When writing the code for the Zoonometer™ I had to make a few changes to the Galaxy Zoo website and API. Without really thinking I decided that rather than count the total number of clicks each time we wanted to update the Zoonometer™ (a MySQL query that takes about 6 seconds) I’d keep the total as a separate counter. Each time someone classified a galaxy I’d add 1 to the total and this way the current total could be checked very quickly and so we could update the Zoonometer™ more frequently.

What a great idea Arfon! Erm no… It turns that this was a really bad idea and here’s why.

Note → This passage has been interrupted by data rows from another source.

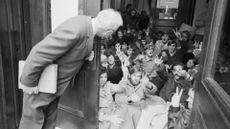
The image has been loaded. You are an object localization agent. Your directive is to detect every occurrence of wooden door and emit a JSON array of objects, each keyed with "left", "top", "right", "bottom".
[
  {"left": 55, "top": 0, "right": 101, "bottom": 129},
  {"left": 189, "top": 0, "right": 230, "bottom": 128},
  {"left": 0, "top": 0, "right": 27, "bottom": 128},
  {"left": 56, "top": 42, "right": 100, "bottom": 129}
]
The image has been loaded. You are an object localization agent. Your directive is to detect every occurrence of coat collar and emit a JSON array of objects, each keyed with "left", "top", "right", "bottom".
[{"left": 86, "top": 16, "right": 94, "bottom": 39}]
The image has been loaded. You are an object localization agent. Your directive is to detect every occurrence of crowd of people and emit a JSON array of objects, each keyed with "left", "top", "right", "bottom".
[{"left": 98, "top": 7, "right": 203, "bottom": 129}]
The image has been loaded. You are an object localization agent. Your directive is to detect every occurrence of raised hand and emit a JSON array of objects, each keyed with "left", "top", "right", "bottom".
[
  {"left": 141, "top": 72, "right": 149, "bottom": 84},
  {"left": 173, "top": 28, "right": 182, "bottom": 40},
  {"left": 193, "top": 49, "right": 201, "bottom": 57},
  {"left": 171, "top": 87, "right": 183, "bottom": 107},
  {"left": 194, "top": 40, "right": 200, "bottom": 49},
  {"left": 115, "top": 43, "right": 121, "bottom": 52},
  {"left": 154, "top": 56, "right": 163, "bottom": 66}
]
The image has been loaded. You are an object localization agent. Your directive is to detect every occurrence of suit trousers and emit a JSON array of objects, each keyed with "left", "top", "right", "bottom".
[{"left": 19, "top": 92, "right": 60, "bottom": 129}]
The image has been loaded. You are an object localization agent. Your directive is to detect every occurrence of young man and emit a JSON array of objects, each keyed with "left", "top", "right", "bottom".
[
  {"left": 19, "top": 8, "right": 123, "bottom": 129},
  {"left": 159, "top": 63, "right": 192, "bottom": 107},
  {"left": 163, "top": 40, "right": 184, "bottom": 66}
]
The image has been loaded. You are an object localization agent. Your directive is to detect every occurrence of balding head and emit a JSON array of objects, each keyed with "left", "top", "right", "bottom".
[{"left": 94, "top": 8, "right": 123, "bottom": 38}]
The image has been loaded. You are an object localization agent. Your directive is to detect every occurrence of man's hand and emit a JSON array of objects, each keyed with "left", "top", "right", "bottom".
[
  {"left": 115, "top": 43, "right": 121, "bottom": 52},
  {"left": 173, "top": 28, "right": 182, "bottom": 40},
  {"left": 171, "top": 87, "right": 183, "bottom": 107},
  {"left": 86, "top": 51, "right": 94, "bottom": 61},
  {"left": 141, "top": 73, "right": 149, "bottom": 84},
  {"left": 23, "top": 86, "right": 39, "bottom": 95},
  {"left": 154, "top": 56, "right": 163, "bottom": 66}
]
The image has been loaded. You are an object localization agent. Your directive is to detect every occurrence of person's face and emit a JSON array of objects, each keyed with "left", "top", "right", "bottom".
[
  {"left": 146, "top": 49, "right": 154, "bottom": 57},
  {"left": 181, "top": 33, "right": 189, "bottom": 41},
  {"left": 118, "top": 31, "right": 123, "bottom": 39},
  {"left": 157, "top": 33, "right": 163, "bottom": 40},
  {"left": 162, "top": 34, "right": 169, "bottom": 43},
  {"left": 161, "top": 51, "right": 167, "bottom": 57},
  {"left": 172, "top": 65, "right": 183, "bottom": 80},
  {"left": 123, "top": 30, "right": 127, "bottom": 36},
  {"left": 131, "top": 10, "right": 136, "bottom": 16},
  {"left": 141, "top": 40, "right": 146, "bottom": 45},
  {"left": 186, "top": 59, "right": 195, "bottom": 68},
  {"left": 161, "top": 51, "right": 168, "bottom": 62},
  {"left": 101, "top": 61, "right": 108, "bottom": 68},
  {"left": 168, "top": 43, "right": 176, "bottom": 53},
  {"left": 187, "top": 89, "right": 195, "bottom": 109},
  {"left": 101, "top": 46, "right": 105, "bottom": 54},
  {"left": 130, "top": 71, "right": 142, "bottom": 85},
  {"left": 100, "top": 73, "right": 108, "bottom": 87},
  {"left": 148, "top": 45, "right": 154, "bottom": 50},
  {"left": 131, "top": 29, "right": 136, "bottom": 34},
  {"left": 107, "top": 55, "right": 115, "bottom": 65},
  {"left": 127, "top": 48, "right": 133, "bottom": 56},
  {"left": 138, "top": 30, "right": 142, "bottom": 35}
]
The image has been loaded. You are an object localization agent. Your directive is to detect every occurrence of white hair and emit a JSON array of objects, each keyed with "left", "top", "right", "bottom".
[{"left": 95, "top": 8, "right": 123, "bottom": 31}]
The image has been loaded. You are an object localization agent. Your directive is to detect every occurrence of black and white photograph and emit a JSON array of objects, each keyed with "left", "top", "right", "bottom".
[{"left": 0, "top": 0, "right": 230, "bottom": 129}]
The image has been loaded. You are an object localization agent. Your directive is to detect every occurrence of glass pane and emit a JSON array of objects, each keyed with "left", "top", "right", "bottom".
[
  {"left": 51, "top": 0, "right": 78, "bottom": 31},
  {"left": 156, "top": 0, "right": 179, "bottom": 19},
  {"left": 214, "top": 6, "right": 230, "bottom": 96}
]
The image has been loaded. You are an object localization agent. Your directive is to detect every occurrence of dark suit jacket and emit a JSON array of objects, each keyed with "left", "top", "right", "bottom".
[{"left": 21, "top": 15, "right": 94, "bottom": 95}]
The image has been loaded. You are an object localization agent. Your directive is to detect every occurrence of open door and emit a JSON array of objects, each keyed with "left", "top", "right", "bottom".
[
  {"left": 56, "top": 41, "right": 100, "bottom": 129},
  {"left": 189, "top": 0, "right": 230, "bottom": 129},
  {"left": 52, "top": 0, "right": 101, "bottom": 129}
]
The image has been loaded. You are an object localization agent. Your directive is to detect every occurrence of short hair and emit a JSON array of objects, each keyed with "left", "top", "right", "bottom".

In the API we have a Project and Classification model. The Project has_many classifications and so I was keeping a counter column on the Galaxy Zoo project entry. In the code I had something like this as an after_create callback on the Classification model:

def update_counter   self.project.classification_count = self.project.classification_count + 1 end

Simple right? When a classification comes in, add one to the project total and keep going. I had tests, the method worked, everything looked peachy. What I didn’t consider is what happens when you’re getting 30-40 classifications per second. Let’s consider what happens when two (or more) classifications are processed simultaneously. If the database is very busy then it’s possible that in the time it takes to create the classifications, when both after_create callbacks run the classification_count column on the project is the same. That is, if both callbacks get a value of 1000 for the current project classification_count then they are both going to update to the new value of 1001. Oh dear.

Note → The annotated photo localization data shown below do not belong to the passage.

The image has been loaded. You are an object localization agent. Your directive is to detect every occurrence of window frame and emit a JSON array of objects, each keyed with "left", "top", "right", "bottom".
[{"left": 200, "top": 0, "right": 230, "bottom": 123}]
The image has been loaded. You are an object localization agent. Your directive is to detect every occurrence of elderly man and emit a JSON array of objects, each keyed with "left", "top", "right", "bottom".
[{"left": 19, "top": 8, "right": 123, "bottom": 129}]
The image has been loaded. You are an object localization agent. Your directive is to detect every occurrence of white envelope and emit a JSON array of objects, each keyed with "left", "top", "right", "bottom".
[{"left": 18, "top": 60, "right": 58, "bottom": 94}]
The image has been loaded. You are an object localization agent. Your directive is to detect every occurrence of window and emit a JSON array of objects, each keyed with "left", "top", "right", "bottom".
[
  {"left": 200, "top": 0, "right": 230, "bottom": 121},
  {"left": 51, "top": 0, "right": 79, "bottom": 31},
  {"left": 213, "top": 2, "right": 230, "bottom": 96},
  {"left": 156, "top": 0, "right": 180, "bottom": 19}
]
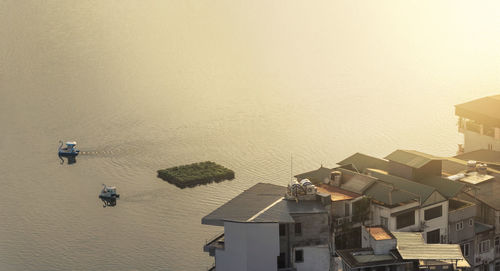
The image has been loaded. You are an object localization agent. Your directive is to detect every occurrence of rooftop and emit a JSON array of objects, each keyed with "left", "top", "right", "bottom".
[
  {"left": 202, "top": 183, "right": 285, "bottom": 226},
  {"left": 336, "top": 248, "right": 405, "bottom": 269},
  {"left": 366, "top": 169, "right": 439, "bottom": 204},
  {"left": 455, "top": 95, "right": 500, "bottom": 127},
  {"left": 294, "top": 166, "right": 332, "bottom": 185},
  {"left": 475, "top": 221, "right": 494, "bottom": 234},
  {"left": 202, "top": 183, "right": 327, "bottom": 226},
  {"left": 366, "top": 226, "right": 393, "bottom": 240},
  {"left": 338, "top": 152, "right": 389, "bottom": 172},
  {"left": 459, "top": 171, "right": 495, "bottom": 185},
  {"left": 385, "top": 150, "right": 441, "bottom": 169},
  {"left": 338, "top": 168, "right": 377, "bottom": 194},
  {"left": 392, "top": 232, "right": 470, "bottom": 267},
  {"left": 316, "top": 184, "right": 360, "bottom": 201},
  {"left": 417, "top": 176, "right": 465, "bottom": 199}
]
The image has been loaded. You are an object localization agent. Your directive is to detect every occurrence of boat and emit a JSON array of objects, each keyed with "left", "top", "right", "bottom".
[
  {"left": 99, "top": 184, "right": 120, "bottom": 199},
  {"left": 58, "top": 141, "right": 80, "bottom": 156}
]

So what does this mean? Well the bad news is that the Zoonometer™ was reporting the wrong total. The great news is that we didn’t record 1.45 million clicks in the 100 hours of Astronomy, we actually had 2,617,570! Yes you heard me, that’s:

Turns out that Zoonometer™ was a little off the mark…

» A retrospective

So 2,617,570 not 1,450,000 clicks? Pretty impressive stuff. I knew we were busier than the Zoonometer™ was reporting, I just couldn’t figure out why it wasn’t counting properly! 2,617,570 is an amazing number to have reached in just 100 hours and I’d like to thank all the people who worked so hard to help us reach this total.

I’m putting this down to experience. To be honest I’ve never worked on a project quite so popular as Galaxy Zoo and problems like this only arise in very busy environments such as ours. When we next have to bring out the Zoonometer™ you can be assured of an accurate total!